A new life of Balzac was published in Paris in 1944. It is called simply Vie de Balzac and is by André Billy. This biography contains nothing new, but it gathers all the immense biographical material in a couple of volumes. Its detail is as lively and exhaustive as a Balzac novel; the manner is warm but sceptical, thorough but not dry. Very rightly, M Billy looks twice and three times at everything Balzac said about his life, for he is dealing with the hallucinations of the most extraordinary egotist in the history of literature. One can imagine a less diffuse biography; one in which the picture of his time played a greater part and where every detail of a chaotic Bohemian career was not played up to the same pitch. But given the gluttony of Balzac’s egotism and the fertility of his comedy, one is not inclined to complain.
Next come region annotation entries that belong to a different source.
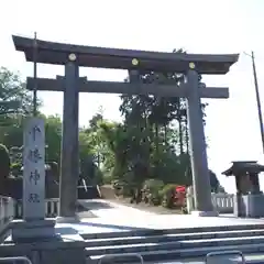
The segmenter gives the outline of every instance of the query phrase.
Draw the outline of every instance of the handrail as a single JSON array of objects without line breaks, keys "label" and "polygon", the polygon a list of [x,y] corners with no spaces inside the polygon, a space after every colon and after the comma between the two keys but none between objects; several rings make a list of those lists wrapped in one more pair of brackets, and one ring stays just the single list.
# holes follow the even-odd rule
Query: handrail
[{"label": "handrail", "polygon": [[144,264],[144,260],[142,257],[141,254],[138,254],[138,253],[128,253],[128,254],[109,254],[109,255],[102,255],[99,261],[98,261],[98,264],[101,264],[102,261],[109,261],[109,260],[117,260],[117,258],[125,258],[125,257],[135,257],[135,258],[139,258],[140,263],[141,264]]},{"label": "handrail", "polygon": [[16,261],[23,261],[26,262],[28,264],[32,264],[31,260],[26,256],[8,256],[8,257],[0,257],[0,263],[1,262],[16,262]]},{"label": "handrail", "polygon": [[208,258],[212,256],[221,256],[221,255],[240,255],[242,260],[242,264],[245,264],[244,255],[241,251],[216,251],[210,252],[206,255],[206,264],[208,263]]}]

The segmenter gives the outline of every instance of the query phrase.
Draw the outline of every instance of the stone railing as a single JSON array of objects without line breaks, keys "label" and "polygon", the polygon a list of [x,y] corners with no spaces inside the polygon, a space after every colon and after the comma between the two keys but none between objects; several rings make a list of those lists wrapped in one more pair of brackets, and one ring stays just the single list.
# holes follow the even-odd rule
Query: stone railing
[{"label": "stone railing", "polygon": [[[21,219],[23,216],[22,200],[14,204],[14,218]],[[58,198],[48,198],[45,200],[46,218],[55,218],[58,215]]]},{"label": "stone railing", "polygon": [[[233,213],[234,196],[230,194],[211,194],[212,205],[219,213]],[[188,190],[187,194],[187,211],[190,213],[194,210],[194,195]]]},{"label": "stone railing", "polygon": [[0,240],[9,222],[14,218],[14,201],[10,197],[0,196]]}]

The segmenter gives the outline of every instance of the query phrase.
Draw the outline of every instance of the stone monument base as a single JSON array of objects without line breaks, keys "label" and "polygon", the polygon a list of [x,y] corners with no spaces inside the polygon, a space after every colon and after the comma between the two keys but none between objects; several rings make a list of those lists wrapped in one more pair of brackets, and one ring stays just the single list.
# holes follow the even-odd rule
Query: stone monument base
[{"label": "stone monument base", "polygon": [[11,223],[12,241],[47,239],[56,237],[54,220],[13,220]]},{"label": "stone monument base", "polygon": [[15,220],[11,237],[1,248],[0,257],[23,255],[37,264],[87,263],[85,241],[70,224],[55,228],[54,220]]},{"label": "stone monument base", "polygon": [[75,217],[57,217],[56,218],[56,222],[57,223],[77,223],[79,222],[79,217],[75,216]]},{"label": "stone monument base", "polygon": [[218,211],[191,211],[194,217],[218,217]]}]

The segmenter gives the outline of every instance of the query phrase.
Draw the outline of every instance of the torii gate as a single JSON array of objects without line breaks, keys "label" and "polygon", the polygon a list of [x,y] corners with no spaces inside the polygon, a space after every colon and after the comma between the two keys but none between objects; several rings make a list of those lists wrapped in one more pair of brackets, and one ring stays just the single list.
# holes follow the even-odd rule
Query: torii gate
[{"label": "torii gate", "polygon": [[[55,79],[28,78],[28,89],[64,92],[64,118],[62,164],[59,183],[59,216],[75,218],[77,200],[78,160],[78,108],[79,92],[107,92],[130,95],[158,95],[187,98],[187,117],[190,141],[191,172],[195,210],[199,216],[216,216],[211,202],[210,179],[200,98],[229,98],[228,88],[199,87],[198,74],[224,75],[239,55],[198,55],[143,52],[69,45],[13,36],[16,51],[24,52],[28,62],[34,62],[34,43],[37,45],[36,63],[65,66],[65,76]],[[153,70],[157,73],[183,73],[186,84],[173,85],[89,81],[79,77],[79,67],[116,68],[128,70]]]}]

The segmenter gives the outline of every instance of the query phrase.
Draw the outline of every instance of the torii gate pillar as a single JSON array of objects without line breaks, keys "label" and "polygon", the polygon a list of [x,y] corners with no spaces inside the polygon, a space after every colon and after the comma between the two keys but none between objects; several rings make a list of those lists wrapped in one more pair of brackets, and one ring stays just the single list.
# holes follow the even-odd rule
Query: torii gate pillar
[{"label": "torii gate pillar", "polygon": [[79,66],[76,59],[76,55],[72,53],[65,64],[58,222],[78,220],[76,186],[79,176]]},{"label": "torii gate pillar", "polygon": [[195,64],[187,72],[187,118],[190,144],[191,175],[195,197],[194,215],[217,216],[211,201],[210,177],[207,164],[207,147],[200,107],[199,76]]}]

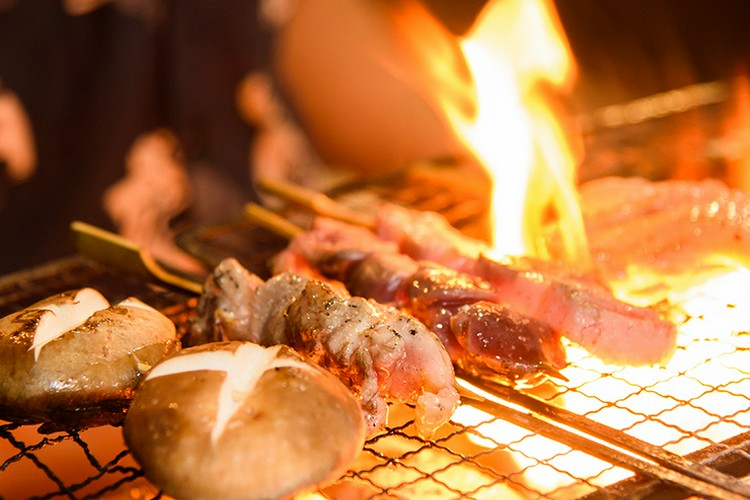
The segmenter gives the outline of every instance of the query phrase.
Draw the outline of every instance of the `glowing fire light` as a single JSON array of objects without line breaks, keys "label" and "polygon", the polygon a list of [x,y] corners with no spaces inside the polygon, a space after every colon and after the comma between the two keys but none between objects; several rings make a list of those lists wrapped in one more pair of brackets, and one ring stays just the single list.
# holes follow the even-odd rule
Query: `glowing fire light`
[{"label": "glowing fire light", "polygon": [[405,3],[394,22],[416,69],[391,69],[415,72],[412,79],[429,89],[426,99],[493,179],[497,255],[546,257],[544,227],[552,215],[569,260],[585,263],[576,161],[546,92],[562,93],[575,75],[551,2],[489,2],[461,38],[417,3]]},{"label": "glowing fire light", "polygon": [[544,84],[564,88],[574,76],[554,12],[544,0],[491,2],[461,40],[477,112],[449,119],[492,174],[493,243],[505,255],[544,252],[550,206],[565,228],[570,256],[587,255],[575,161],[543,92]]},{"label": "glowing fire light", "polygon": [[[545,257],[543,227],[552,209],[561,236],[567,237],[567,256],[585,260],[589,253],[575,158],[542,92],[543,84],[564,90],[575,72],[552,5],[545,0],[490,2],[472,30],[455,41],[468,66],[467,78],[445,43],[450,35],[424,16],[406,17],[412,32],[422,37],[421,45],[412,40],[412,46],[423,51],[422,59],[434,61],[430,77],[441,85],[432,97],[496,181],[496,249],[503,255]],[[443,43],[436,45],[436,40]],[[638,283],[612,285],[626,302],[654,302],[653,296],[629,293]],[[667,366],[608,365],[569,343],[570,366],[562,371],[568,382],[543,389],[552,392],[544,399],[685,455],[750,426],[745,397],[750,393],[750,298],[744,292],[750,288],[750,270],[729,269],[700,284],[665,285],[668,295],[661,298],[685,313],[677,352]],[[513,457],[515,469],[495,471],[510,474],[509,482],[523,493],[578,496],[631,475],[470,405],[461,406],[453,421],[472,428],[469,439],[477,446]]]}]

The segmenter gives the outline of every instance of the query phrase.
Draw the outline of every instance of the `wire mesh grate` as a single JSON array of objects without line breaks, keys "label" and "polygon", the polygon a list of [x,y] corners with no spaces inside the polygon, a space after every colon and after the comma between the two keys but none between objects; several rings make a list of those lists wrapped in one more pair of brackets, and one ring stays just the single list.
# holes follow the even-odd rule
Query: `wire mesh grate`
[{"label": "wire mesh grate", "polygon": [[[411,189],[413,179],[394,182],[400,187],[383,183],[378,196],[447,213],[459,227],[477,225],[478,194],[456,203],[454,194],[436,196],[445,183]],[[375,187],[365,189],[372,193]],[[249,231],[224,228],[233,238],[227,251],[247,242],[236,239],[238,227]],[[255,230],[248,234],[263,248],[246,248],[246,259],[263,257],[243,264],[258,269],[263,262],[257,259],[279,242]],[[221,243],[221,230],[213,228],[210,235]],[[218,250],[214,258],[224,249]],[[0,314],[84,285],[110,300],[138,296],[173,319],[180,334],[195,305],[188,295],[74,257],[0,278]],[[568,344],[567,382],[524,392],[482,386],[489,402],[464,399],[452,421],[430,439],[416,433],[411,408],[392,405],[388,428],[319,494],[476,500],[748,496],[733,481],[750,474],[750,333],[741,322],[715,322],[741,312],[735,299],[736,291],[731,299],[716,299],[713,312],[686,313],[677,352],[665,367],[607,365]],[[675,457],[687,461],[687,471]],[[691,464],[710,467],[715,477],[693,473]],[[34,426],[0,422],[4,499],[164,496],[143,476],[119,427],[43,435]]]}]

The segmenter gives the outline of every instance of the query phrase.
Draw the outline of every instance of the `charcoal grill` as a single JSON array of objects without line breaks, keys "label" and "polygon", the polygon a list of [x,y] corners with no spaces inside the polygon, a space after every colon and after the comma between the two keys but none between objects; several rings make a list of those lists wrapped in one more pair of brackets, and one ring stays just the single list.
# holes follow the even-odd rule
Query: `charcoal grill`
[{"label": "charcoal grill", "polygon": [[[361,190],[440,211],[456,226],[481,233],[483,193],[455,196],[450,189],[457,184],[449,175],[416,169],[369,181]],[[334,194],[355,200],[359,189]],[[261,275],[283,243],[241,220],[181,237],[185,248],[209,263],[234,255]],[[137,295],[167,314],[180,334],[196,302],[179,290],[75,256],[0,279],[0,312],[82,285],[99,288],[111,300]],[[733,305],[725,304],[727,311]],[[568,382],[520,391],[464,376],[464,404],[431,440],[416,434],[410,408],[391,406],[388,428],[319,494],[750,498],[744,481],[750,475],[750,332],[683,336],[670,369],[611,367],[569,347]],[[41,435],[32,426],[1,424],[0,496],[163,496],[143,477],[117,427]],[[19,477],[24,489],[7,486]]]}]

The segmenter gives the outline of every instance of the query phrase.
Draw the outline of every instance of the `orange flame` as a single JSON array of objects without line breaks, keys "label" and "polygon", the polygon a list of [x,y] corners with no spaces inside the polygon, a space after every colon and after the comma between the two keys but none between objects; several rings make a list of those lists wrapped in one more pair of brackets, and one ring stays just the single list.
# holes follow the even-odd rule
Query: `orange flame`
[{"label": "orange flame", "polygon": [[[575,64],[547,0],[494,0],[457,38],[418,4],[406,4],[401,31],[416,51],[440,112],[493,179],[492,227],[500,255],[546,257],[552,214],[570,260],[588,256],[568,133],[547,90],[564,91]],[[399,19],[397,19],[399,21]],[[437,88],[435,88],[437,84]]]}]

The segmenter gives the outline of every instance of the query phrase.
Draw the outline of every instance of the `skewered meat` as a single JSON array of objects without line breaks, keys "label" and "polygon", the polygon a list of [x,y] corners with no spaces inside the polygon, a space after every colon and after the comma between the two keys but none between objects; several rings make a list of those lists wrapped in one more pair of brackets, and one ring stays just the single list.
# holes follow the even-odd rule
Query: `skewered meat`
[{"label": "skewered meat", "polygon": [[693,273],[716,257],[750,265],[750,196],[717,180],[607,177],[580,195],[594,262],[609,279],[633,268]]},{"label": "skewered meat", "polygon": [[[492,366],[493,375],[525,385],[538,383],[544,374],[558,375],[565,366],[558,333],[539,328],[538,322],[499,305],[479,305],[497,302],[489,283],[394,252],[394,246],[364,228],[319,218],[312,231],[295,237],[278,255],[274,271],[304,273],[314,268],[314,272],[343,282],[353,295],[408,310],[437,334],[451,360],[469,371],[486,373]],[[459,313],[465,319],[453,321]],[[476,318],[483,318],[483,328],[477,327]],[[489,345],[487,339],[495,344]],[[501,346],[518,348],[503,350]],[[528,357],[519,356],[521,352]]]},{"label": "skewered meat", "polygon": [[675,325],[656,309],[626,304],[596,285],[551,279],[484,256],[477,260],[476,273],[508,307],[545,321],[604,361],[664,364],[677,347]]},{"label": "skewered meat", "polygon": [[424,435],[446,422],[458,404],[442,344],[395,308],[298,274],[263,282],[234,259],[216,267],[204,290],[192,341],[222,335],[294,347],[359,396],[370,432],[385,423],[387,400],[416,405],[416,426]]},{"label": "skewered meat", "polygon": [[[403,212],[396,210],[394,213]],[[439,220],[438,217],[437,214],[434,214],[432,219]],[[455,229],[442,224],[440,227],[448,228],[446,231],[449,235],[442,239],[443,242],[462,241],[458,238]],[[412,234],[411,231],[404,231],[403,235],[407,233]],[[433,233],[435,234],[435,240],[441,240],[441,235],[436,233],[437,231]],[[411,248],[410,251],[423,257],[434,255],[432,250],[420,249],[416,244],[406,245],[404,243],[405,238],[406,236],[396,246],[401,249]],[[305,265],[312,265],[323,274],[342,279],[341,275],[331,272],[332,269],[336,270],[336,266],[338,266],[338,271],[343,269],[349,273],[351,278],[347,281],[347,285],[351,287],[350,291],[355,295],[367,294],[368,290],[379,291],[384,288],[396,290],[397,287],[393,281],[411,279],[416,270],[420,268],[420,264],[415,263],[414,260],[410,261],[405,256],[400,258],[390,257],[388,260],[374,257],[370,259],[362,258],[361,255],[368,248],[389,248],[389,242],[378,243],[378,240],[380,239],[374,233],[364,228],[318,218],[310,232],[294,238],[287,251],[280,255],[279,262],[283,265],[297,259],[297,265],[299,265],[299,262],[307,260],[308,263]],[[324,241],[325,245],[318,246],[318,241]],[[416,242],[414,239],[410,241]],[[478,246],[473,245],[473,240],[466,239],[466,241],[470,251],[473,251],[472,248],[475,250],[478,248]],[[380,246],[378,247],[378,245]],[[442,244],[439,244],[439,246],[445,247]],[[460,249],[456,249],[451,255],[456,255],[459,252]],[[295,254],[295,256],[286,255],[287,253]],[[301,258],[300,255],[303,257]],[[349,257],[352,255],[357,258],[350,259]],[[371,253],[369,255],[377,254]],[[378,264],[372,263],[375,260]],[[342,264],[341,261],[348,263]],[[452,259],[452,261],[458,262],[459,260]],[[337,264],[334,265],[334,262]],[[353,262],[357,264],[357,268],[351,271],[349,268],[354,266]],[[372,269],[368,270],[367,266]],[[396,269],[399,266],[401,268],[397,272]],[[573,278],[562,279],[558,272],[548,272],[546,266],[538,266],[544,268],[543,271],[538,268],[527,269],[520,265],[502,264],[484,256],[477,257],[473,253],[466,255],[464,259],[460,259],[460,267],[470,269],[473,277],[467,278],[468,274],[442,268],[443,277],[440,281],[444,285],[441,293],[447,293],[445,289],[451,288],[455,299],[456,296],[467,293],[468,288],[462,286],[461,282],[465,285],[468,280],[473,280],[472,293],[476,293],[476,287],[479,286],[480,289],[486,289],[484,292],[486,295],[467,298],[463,302],[464,305],[476,300],[506,305],[519,315],[535,318],[549,324],[557,335],[568,337],[606,361],[632,365],[663,363],[671,357],[675,350],[676,328],[672,323],[662,319],[659,312],[654,309],[635,307],[617,300],[604,288]],[[437,266],[434,265],[433,269],[436,268]],[[363,277],[367,279],[364,280]],[[433,283],[437,281],[433,280]],[[378,282],[381,283],[380,286],[376,286]],[[385,286],[383,283],[388,285]],[[419,283],[419,281],[412,281],[412,283]],[[420,315],[421,309],[418,301],[426,298],[421,296],[423,291],[430,292],[433,295],[435,293],[429,287],[424,286],[416,286],[412,289],[411,295],[407,291],[410,300],[409,309],[428,326],[435,328],[437,325],[436,332],[446,342],[447,337],[442,333],[446,322],[431,321]],[[451,302],[451,300],[448,300],[448,302]],[[455,305],[455,300],[451,303]],[[455,309],[446,309],[449,313],[455,313]],[[644,339],[640,345],[632,342],[634,332],[639,332],[641,334],[639,338]],[[528,338],[535,337],[529,335]],[[529,352],[545,353],[545,355],[542,359],[529,360],[530,365],[559,369],[561,367],[559,360],[564,358],[561,358],[558,349],[551,349],[553,344],[547,342],[546,337],[544,342],[541,338],[536,338],[536,342],[539,343],[539,347]],[[622,348],[623,344],[628,348]],[[454,361],[457,353],[460,352],[460,350],[455,349],[456,345],[457,339],[454,342],[448,341],[446,343],[449,352],[453,354]],[[542,348],[542,345],[544,348]]]},{"label": "skewered meat", "polygon": [[468,271],[489,246],[461,234],[437,212],[412,210],[393,203],[378,206],[376,234],[417,260],[437,262],[451,269]]}]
Like the tones of bronze and antiques – Balzac estimated the weight and value of himself with the care of an auctioneer’s valuer – with which he darkened the house he finally took for Madame Hanska when he had got his hands on some of her fortune, the novels of Balzac weigh upon the memory. The reader is exhausted as the novelist by the sheer weight of collection. One is tempted to see him as the stolid bulldozer of documentation, the quarrying and expatiating realist, sharpening his tools on some hard view of his own time. He seems to be stuck in his task. Yet this impression is a false one, as we find whenever we open a novel of his again. Balzac is certainly the novelist who most completely exemplifies the ‘our time’ novelist, but not by his judgements on society. He simply is his time. He is identified with it, by all the greedy innocence of genius. The society of rich peasants brought to power by revolution and dictatorship, pushing into business and speculation, buying up houses and antiques, founding families, grabbing at money and pleasure, haunted by their tradition of parsimony and hard work, and with the peasant’s black and white ideas about everything, and above all their weakness for fixed ideas, is Balzac himself. He shares their illusions. Like them he was humble when he was poor, arrogant when he was rich. As with them, his extravagance was one side of the coin; on the other was the face of the peasant miser. The cynic lived in a world of romantic optimism. We see the dramatic phase of a century’s illusions, before they have been assimilated and trodden down into the familiar hypocrisies. To us Balzac’s preoccupation with money appears first to be the searching, scientific and prosaic interest of the documentary artist. On the contrary, for him money was romantic; it was hope and ideal. It was despair and evil. It was not the dreary background, but the animating and theatrical spirit.